Last summer I received funding from a Velay Fellowship from Haverford College to do sports analytics research at Davidson College in North Carolina and my main project was developing an algorithm to predict outcomes in the NCAA Division I March Madness Men’s Basketball Tournament. I finished my project in August and was able to backtest five years and demonstrate that my algorithm would have outperformed other methods (including fivethirtyeight, Power Rank, and numberFire), but I knew the first real test would come now, in March, as my algorithm first tackles a tournament field in real time. Below is the table of predicted outcomes produced and some further explanation and insight into what I’ve learned. (Click the image for full size.)
What am I looking at?
Each row of this table represents one of 64 teams in the 2018 March Madness Tournament. Choose a team in the first column and move to the second column to see the probability that that team will appear in the second round or, equivalently, the chance they will win their first matchup. The probabilities range from 0 to 1 with, for example, .54 indicating a 54% chance of the team successfully making it to the second round. The following columns will give the chance that the team appears in each of the subsequent rounds of the tournament, and the final column gives the probability that the team will be named champions. The chance any given team will appear in the second round (Round of 32) is greater than the chance they will appear in the third round (Sweet Sixteen) which is in turn greater than the chance they will appear in the fourth round (Elite Eight) and so on. According to this table, Virginia has the highest chance (99.2 percent) of winning their first game and making it to the second round and a 28.66 percent chance of winning the whole tournament.

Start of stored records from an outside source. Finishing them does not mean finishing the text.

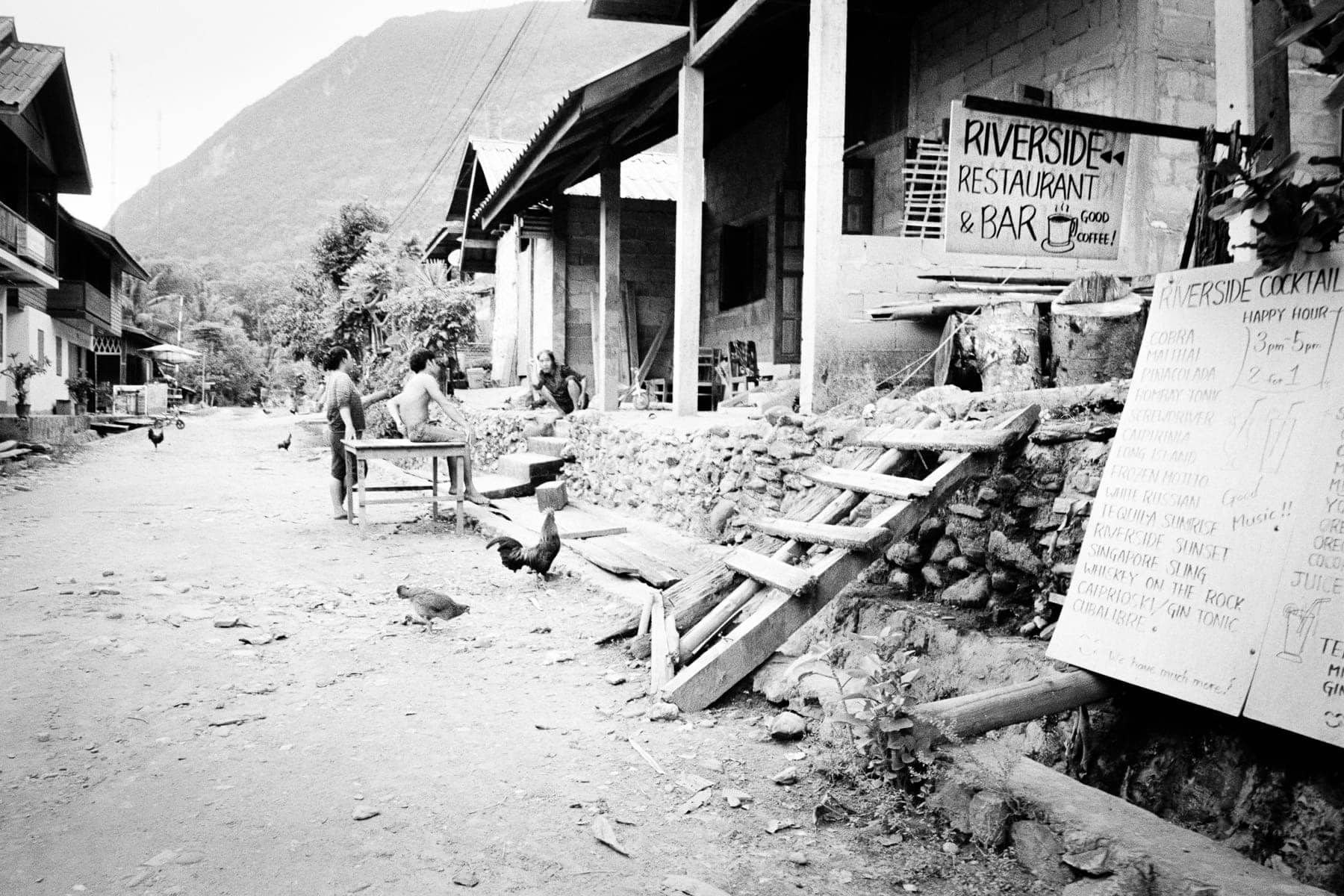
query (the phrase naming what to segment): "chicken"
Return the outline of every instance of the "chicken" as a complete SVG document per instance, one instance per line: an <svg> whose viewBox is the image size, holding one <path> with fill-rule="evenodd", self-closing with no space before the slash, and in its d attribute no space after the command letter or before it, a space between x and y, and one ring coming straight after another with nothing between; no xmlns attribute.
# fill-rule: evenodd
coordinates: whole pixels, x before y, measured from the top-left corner
<svg viewBox="0 0 1344 896"><path fill-rule="evenodd" d="M465 603L458 603L442 591L421 588L411 584L396 586L396 596L411 602L415 614L425 621L425 631L434 630L434 619L452 619L472 609Z"/></svg>
<svg viewBox="0 0 1344 896"><path fill-rule="evenodd" d="M485 543L487 551L493 547L499 547L500 563L507 568L517 572L523 567L528 567L546 579L555 555L560 552L560 531L555 528L555 510L546 512L546 517L542 520L542 540L531 548L524 548L517 539L511 539L507 535Z"/></svg>

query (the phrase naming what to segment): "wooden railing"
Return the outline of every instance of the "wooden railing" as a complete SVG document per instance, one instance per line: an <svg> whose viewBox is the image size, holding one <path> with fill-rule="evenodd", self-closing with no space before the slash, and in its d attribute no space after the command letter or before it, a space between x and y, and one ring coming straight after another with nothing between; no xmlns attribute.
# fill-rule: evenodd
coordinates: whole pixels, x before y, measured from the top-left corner
<svg viewBox="0 0 1344 896"><path fill-rule="evenodd" d="M0 203L0 246L27 258L44 271L56 273L56 240L3 203Z"/></svg>
<svg viewBox="0 0 1344 896"><path fill-rule="evenodd" d="M85 316L103 326L113 325L112 298L85 281L60 281L60 289L47 292L47 313L52 317Z"/></svg>

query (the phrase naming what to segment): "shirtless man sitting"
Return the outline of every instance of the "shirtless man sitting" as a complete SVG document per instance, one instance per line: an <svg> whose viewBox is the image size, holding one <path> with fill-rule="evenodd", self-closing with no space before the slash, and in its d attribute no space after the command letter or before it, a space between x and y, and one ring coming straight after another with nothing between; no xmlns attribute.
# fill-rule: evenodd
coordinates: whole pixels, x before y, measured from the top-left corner
<svg viewBox="0 0 1344 896"><path fill-rule="evenodd" d="M396 429L411 442L466 442L468 449L476 441L472 433L472 423L460 410L457 410L444 391L438 387L438 375L444 365L434 357L434 352L427 348L418 348L410 357L411 377L406 382L401 395L387 400L387 410L392 415ZM449 429L429 422L430 399L444 408L448 419L461 429ZM457 493L456 465L449 465L449 477L453 484L453 493ZM462 465L462 478L466 480L466 500L472 504L489 504L484 494L476 490L472 482L472 453L468 450L466 461Z"/></svg>

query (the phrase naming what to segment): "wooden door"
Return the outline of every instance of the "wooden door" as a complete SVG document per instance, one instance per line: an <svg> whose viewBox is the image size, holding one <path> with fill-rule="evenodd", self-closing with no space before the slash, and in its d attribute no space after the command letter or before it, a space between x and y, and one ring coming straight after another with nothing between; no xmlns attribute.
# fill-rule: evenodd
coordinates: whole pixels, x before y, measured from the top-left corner
<svg viewBox="0 0 1344 896"><path fill-rule="evenodd" d="M780 184L775 214L774 361L802 361L802 184Z"/></svg>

What exactly determined these probabilities?
I pulled data on kenpom.com and masseyratings.com and used JMP statistical software to look for correlations between over 50 team and player stats and game outcomes. Sometimes there is a clear correlation that can easily be modeled by a linear regression: for example, points per possession is strongly correlated to winning games. Other statistics are more complicated: for example, player experience doesn’t always strongly correlate to success. The best teams are often either heavy with “one-and-done” freshmen or loaded with experienced upperclassmen. JMP tools showed that the relationship between player experience and success was best modeled by a quadratic, not linear, equation. It was also important to be careful of team statistics that were highly correlated with each other. For example, my team’s turnovers and my opponents’ steals essentially measure the same component of the game—including both statistics would run the risk of overweighting the importance that component.
I used a Python program to implement the logistic regression I designed to predict every possible tournament matchup. In later rounds of the tournament it is important to note that we are dealing with compounding probabilities. There are multiple possible opponents a team could face in a later round so the probability they will win is the summation of the probability they will beat each potential opponent multiplied by the chance they will make it to the game, multiplied by the chance that that opponent will appear in the game. The final results were formatted in Tableau to create the above table.
How is this model different than other prediction methods?
There have been many, many previous efforts to correlate team and player statistics with winning games and use to regressions to predict future games. For the most part the quality of the two teams (dictated by their season stats) does a good job of indicating who is likely to win, but sometimes teams with worse stats beat teams with better stats, and sometimes those results are predictable. Most sports analysts would call those games “bad matchups.” My go-to example is Villanova and Butler. Over the past four years, Villanova has maintained a stronger statistical profile and consistently placed well above Butler in rankings and polls, but dropped three games in a row to Butler in 2017. That type of result inspired me to look for correlations between two teams’ stat differentials and result. Instead of a regression that predicts ‘how likely is a team this good to beat a team that good?’ I wanted a regression that looked at ‘how likely is this team to win against a team that’s this much better than them at shooting free throws and this much worse at causing turnovers?’ If another team popped up in the tournament that was clearly statistically inferior to Villanova but was strong in the same categories as Butler, my algorithm would have a better chance of picking up that potential upset.
Why publish probabilities and not just predict winners?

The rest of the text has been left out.